Lymphocyte subset analysis following single-dose administration of diethylcarbamazine (DEC) or ivermectin (IVM). Percentages of baseline CD3⁺CD4⁺, CD3⁺CD4⁺CD25⁺, CD3⁺CD8⁺, and CD3⁺TCRγδ⁺ in peripheral blood measured at day 1 and day 3 posttreatment. Data for individual subjects who received DEC are denoted by black circles and dashed lines and those who received IVM by open circles and solid lines. The gray areas indicate a decrease from baseline values. *P < .05, Wilcoxon signed-rank test.

Figure 7.

Serum mediator levels following single-dose administration of diethylcarbamazine (DEC) or ivermectin (IVM). Heat maps represent the range of net values for the first 7 days posttreatment (from low in blue to high in red) measured for interleukin (IL) 5, IL-9, IL-10, IL-13 (A), monocyte chemotactic protein-1 (MCP-1), eotaxin-1, IL-8, Regulated on Activation, Normal T Cell Expressed and Secreted (RANTES) (B), and tumor necrosis factor alpha (TNF-α), interferon gamma (IFN-γ), and IL-17A (C).
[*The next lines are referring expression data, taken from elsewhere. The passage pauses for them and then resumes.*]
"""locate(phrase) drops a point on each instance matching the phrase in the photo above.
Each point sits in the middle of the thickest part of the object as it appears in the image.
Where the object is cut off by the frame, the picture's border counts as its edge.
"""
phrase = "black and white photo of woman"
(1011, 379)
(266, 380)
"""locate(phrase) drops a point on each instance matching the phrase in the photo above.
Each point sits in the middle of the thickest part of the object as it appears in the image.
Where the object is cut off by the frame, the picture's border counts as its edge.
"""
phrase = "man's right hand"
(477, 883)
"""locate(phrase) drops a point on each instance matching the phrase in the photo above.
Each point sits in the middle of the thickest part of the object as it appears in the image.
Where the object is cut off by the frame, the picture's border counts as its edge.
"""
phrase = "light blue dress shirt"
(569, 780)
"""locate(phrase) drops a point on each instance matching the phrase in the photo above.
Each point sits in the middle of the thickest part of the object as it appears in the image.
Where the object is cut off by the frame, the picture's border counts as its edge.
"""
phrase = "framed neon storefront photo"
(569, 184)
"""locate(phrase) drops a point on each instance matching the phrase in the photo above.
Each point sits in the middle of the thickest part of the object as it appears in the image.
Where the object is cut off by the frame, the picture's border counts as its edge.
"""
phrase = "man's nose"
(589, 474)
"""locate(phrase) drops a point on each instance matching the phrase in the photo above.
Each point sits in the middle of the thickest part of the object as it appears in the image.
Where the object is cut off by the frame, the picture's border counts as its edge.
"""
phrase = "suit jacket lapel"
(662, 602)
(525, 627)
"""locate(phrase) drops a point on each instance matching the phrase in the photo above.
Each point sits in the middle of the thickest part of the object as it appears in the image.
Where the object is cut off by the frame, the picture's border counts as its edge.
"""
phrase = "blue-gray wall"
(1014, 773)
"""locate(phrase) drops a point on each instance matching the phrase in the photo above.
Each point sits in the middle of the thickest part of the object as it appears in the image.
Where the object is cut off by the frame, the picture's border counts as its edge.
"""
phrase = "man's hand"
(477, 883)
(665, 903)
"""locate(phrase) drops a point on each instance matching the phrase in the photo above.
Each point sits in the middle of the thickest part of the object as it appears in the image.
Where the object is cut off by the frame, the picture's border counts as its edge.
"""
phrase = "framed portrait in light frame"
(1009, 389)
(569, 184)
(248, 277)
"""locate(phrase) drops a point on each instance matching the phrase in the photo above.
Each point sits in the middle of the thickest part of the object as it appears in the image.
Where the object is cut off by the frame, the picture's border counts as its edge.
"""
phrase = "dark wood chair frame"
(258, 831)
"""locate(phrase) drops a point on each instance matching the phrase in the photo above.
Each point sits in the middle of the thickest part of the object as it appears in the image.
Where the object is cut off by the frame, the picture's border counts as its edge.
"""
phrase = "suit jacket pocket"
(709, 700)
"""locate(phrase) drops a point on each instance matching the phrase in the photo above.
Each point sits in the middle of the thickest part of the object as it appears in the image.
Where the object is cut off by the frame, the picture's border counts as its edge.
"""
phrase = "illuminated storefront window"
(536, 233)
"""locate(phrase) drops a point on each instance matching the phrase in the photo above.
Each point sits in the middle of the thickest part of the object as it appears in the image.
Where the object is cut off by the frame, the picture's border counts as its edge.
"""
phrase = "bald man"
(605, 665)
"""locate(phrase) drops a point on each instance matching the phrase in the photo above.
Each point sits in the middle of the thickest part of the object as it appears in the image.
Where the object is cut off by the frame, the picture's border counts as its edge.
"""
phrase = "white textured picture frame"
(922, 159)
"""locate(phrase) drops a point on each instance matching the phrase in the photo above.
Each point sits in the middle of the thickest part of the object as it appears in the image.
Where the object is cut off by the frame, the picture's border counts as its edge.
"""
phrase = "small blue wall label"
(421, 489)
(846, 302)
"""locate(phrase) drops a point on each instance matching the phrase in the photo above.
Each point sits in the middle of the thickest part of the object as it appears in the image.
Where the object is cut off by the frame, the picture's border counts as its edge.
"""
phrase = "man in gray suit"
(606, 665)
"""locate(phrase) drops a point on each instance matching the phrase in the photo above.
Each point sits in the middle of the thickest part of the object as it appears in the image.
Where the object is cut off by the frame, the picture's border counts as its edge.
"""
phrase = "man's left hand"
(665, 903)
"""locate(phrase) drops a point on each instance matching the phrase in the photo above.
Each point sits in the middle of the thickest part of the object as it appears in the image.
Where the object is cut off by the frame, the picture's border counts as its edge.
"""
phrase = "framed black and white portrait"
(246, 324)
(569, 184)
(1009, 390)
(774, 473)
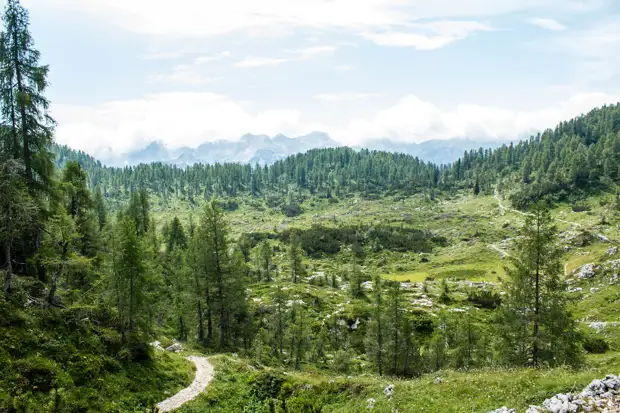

Subjects have been clustered separately for the 2 treatment groups with subject number shown along the right side of the heat map. A gray square indicates a missing value. Individual values measured at baseline (D0) and at peak are represented below the heat maps for mediators showing a clear expression pattern (DEC group, black circle, IVM group, white circle).